Sciver-Brunt was rested from the preceding three T20s between the teams, where England suffered a shock defeat, but the 31-year-old has felt the benefit of some downtime in a hectic summer programme.
She has been managing a knee problem for several months and played in this series as a specialist batter but anticipates returning to all-rounder duties on England’s tour of India before Christmas.
“The decision not to bowl post-Ashes was more to give the body a bit of a rest,” she said. “I’m looking forward to picking up the ball again. I want to influence games as much as I can.
“That’s the best part of being an all-rounder and fielding for 50 overs and not really being able to influence with the ball was a little bit frustrating but I was happy to have the body break for that.
“When we play so much cricket through the summer, we probably don’t need to train too many things, just be right in the mind and body and hopefully continue that mindset that I had (in the Ashes).”
England were bogged down by Sri Lanka’s spinners in the T20s when batting first and may have feared the worst when Tammy Beaumont and Alice Capsey were dismissed early in a match reduced to 31 overs per side at Grace Road because of rain that led to the start time being pushed back by more than three hours.
But Sciver-Brunt exhibited why she is so instrumental, taking on the coterie of off-spinners and slow left-armers, punching with aplomb off the back foot and displaying her full range with fluid drives, pulls, sweeps and one scoop for 18 fours and a single six.
Maia Bouchier, featuring in just her third ODI and in her second innings in the format, provided ample support with 95 off only 65 balls. The 24-year-old opener crashed a dozen fours and two sixes in a 193-run stand from just 121 deliveries with Sciver-Brunt.
“She’s a fantastic player,” England head coach Jon Lewis said of his stand-in captain.
“It’s the calmness she brings – and I thought we saw that in abundance here. The calmness she brought to Maia in a situation when we were 18 for two, she’s come out with an authority.”
Sciver-Brunt was the first to three figures but Bouchier could have made sure her team-mate’s record lasted just a few minutes had she dispatched her 65th ball for six, only to be trapped lbw.

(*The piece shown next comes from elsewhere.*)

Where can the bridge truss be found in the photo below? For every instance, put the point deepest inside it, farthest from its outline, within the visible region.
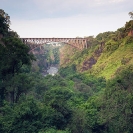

“I was absolutely gutted for her that she didn’t score a hundred because I know that when she does score a hundred, she’ll score a lot of hundreds,” Lewis added. “She’s incredibly talented.”
Sciver-Brunt and Bouchier underpinned a mammoth 273 for eight, a total which would have stretched Sri Lanka in a regulation 50-over game and the tourists were never in contention in the chase.
They capitulated to 112 all out in 24.5 overs, as Charlie Dean claimed five for 31, her maiden five-wicket haul for England which the off-spinner recognised was built on Sciver-Brunt’s stunning knock.
“She’s the best all-rounder in the world, the best batter,” Dean said. “She brings a lot to the team, she definitely elevates us with her standards alone.
“I guess she goes under the radar with her leadership – she’s so calm. We have so many players that can do similar but there’s only one Nat Sciver-Brunt.”